1958: Domenico Modugno, Italie
Domenico Modugno doit se produire deux fois à l’Eurovision, à Hilversum, aux Pays-Bas: la première retransmission rencontre en effet des problèmes techniques. Sans se laisser déstabiliser, l’Italien livre une seconde performance pleine de passion, irréprochable vocalement et accompagnée d’une gestuelle expressive. Il devra finalement se contenter de la troisième place, mais réalise quelque chose de bien plus marquant: tandis que la chanson gagnante de l’époque (André Claveau avec «Dors, mon amour») – comme tant d’autres titres victorieux – tombe peu à peu dans l’oubli, ne demeurant connue que des initié·e·s, «Nel blu, dipinto di blu» de Domenico Modugno devient un immense succès, jusqu’à atteindre le sommet des classements américains. Aujourd’hui, 67 ans après son passage à l’Eurovision, cette chanson reste l’un des premiers titres qui viennent à l’esprit lorsqu’on évoque les «canzoni». On la connaît d’ailleurs surtout sous le nom de «Volare». Ça te dit quelque chose? Eh bien voilà…!
1965: France Gall, Luxembourg
L’année 1965 illustre bien le schéma qui a marqué les premières décennies de l’Eurovision: la plupart des pays envoient une chanson aussi plaisante que possible, suivant des sentiers musicaux bien balisés. Mais il arrive que ce soit l’audace et l’innovation qui prennent le dessus. Lors de l’édition 1965 à Naples, la toute jeune France Gall représente le Luxembourg – la France, son pays natal, ayant choisi de rester en retrait. Sa chanson, «Poupée de cire, poupée de son», signée Serge Gainsbourg, incarne aujourd’hui à elle seule l’esthétique des sixties. Face aux mélodies convenues de ses concurrent·e·s, son titre se distingue par sa charge émotionnelle et son énergie vibrante. Elle est la seule à être vraiment en phase avec son époque, et s’impose tout naturellement.
1974: ABBA, Suède
Dès les premières notes, une évidence s’impose: les Suédois·es d’ABBA maîtrisent parfaitement les codes du show-business.
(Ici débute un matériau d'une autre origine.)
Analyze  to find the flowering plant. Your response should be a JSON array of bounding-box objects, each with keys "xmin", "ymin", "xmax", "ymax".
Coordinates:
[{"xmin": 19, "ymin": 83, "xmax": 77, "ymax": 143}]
Leur talent ne se limite pas à leur voix: leurs costumes et leur glamour témoignent de leur sens du spectacle. Et la guitare pailletée en forme d’étoile de Björn Ulvaeus? Franchement stylée! Mais au-delà du style, «Waterloo» reste une chanson pop magistrale. ABBA connaissait la recette pour remporter l’Eurovision et tout autre résultat les aurait sans doute laissés amers. Leur victoire s’inscrivait certainement dans une stratégie de carrière parfaitement rodée: aucun autre artiste n’a su, comme eux, transformer cette compétition en tremplin vers une renommée planétaire. Avec six millions de singles écoulés, «Waterloo» a marqué les débuts d’une légende. Le reste appartient à l’histoire.
1983: Remedios Amaya, Espagne
Je l’avoue, c’est un avis un peu personnel. Mais je soutiens que la prestation de Remedios Amaya à l’Eurovision est de celles qu’on n’oublie pas. Est-ce la meilleure performance jamais sanctionnée par un zéro pointé?
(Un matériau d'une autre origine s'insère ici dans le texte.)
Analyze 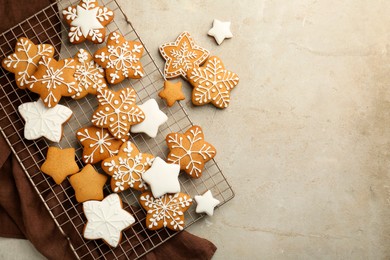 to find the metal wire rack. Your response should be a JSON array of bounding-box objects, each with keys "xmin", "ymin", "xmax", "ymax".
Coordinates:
[{"xmin": 0, "ymin": 0, "xmax": 234, "ymax": 259}]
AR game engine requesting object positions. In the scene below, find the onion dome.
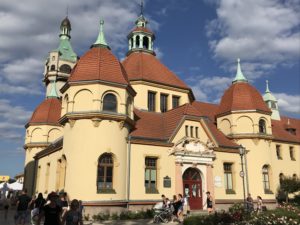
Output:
[26,98,61,127]
[68,21,129,86]
[26,81,61,127]
[217,60,271,115]
[122,52,190,89]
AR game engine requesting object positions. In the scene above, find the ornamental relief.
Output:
[170,137,216,155]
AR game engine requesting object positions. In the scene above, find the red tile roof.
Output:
[217,82,271,115]
[131,102,237,147]
[122,52,190,89]
[28,98,61,125]
[130,27,153,34]
[69,47,129,85]
[272,116,300,143]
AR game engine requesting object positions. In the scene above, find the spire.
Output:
[232,58,248,83]
[92,20,109,48]
[266,80,271,93]
[47,80,59,98]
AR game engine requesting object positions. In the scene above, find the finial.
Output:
[47,80,59,98]
[141,0,144,15]
[232,58,248,83]
[266,80,271,93]
[93,19,108,47]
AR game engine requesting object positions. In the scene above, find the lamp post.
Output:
[239,145,246,210]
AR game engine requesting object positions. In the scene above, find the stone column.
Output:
[175,163,183,194]
[206,164,215,197]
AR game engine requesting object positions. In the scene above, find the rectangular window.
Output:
[276,145,282,159]
[172,95,180,109]
[223,163,235,194]
[145,157,157,193]
[148,91,156,112]
[290,146,296,160]
[185,125,189,137]
[45,163,50,191]
[160,94,168,112]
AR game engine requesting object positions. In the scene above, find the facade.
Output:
[24,11,300,213]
Avant même de pouvoir participer à l’Eurovision 1983 à Munich, la chanteuse de flamenco doit franchir plusieurs obstacles. La robe noire qu’elle souhaite porter – conçue spécialement pour l’occasion par le styliste Tony Benítez – déplaît aux organisateurs, qui la trouvent trop sombre pour un décor de scène déjà très foncé. Amaya opte alors pour une robe blanche mais les organisateurs froncent cette fois les sourcils devant un contraste jugé trop marqué. Elle finit par se rabattre sur une robe bleu et blanc… sans chaussures assorties. Faute de mieux, elle choisit de monter sur scène pieds nus.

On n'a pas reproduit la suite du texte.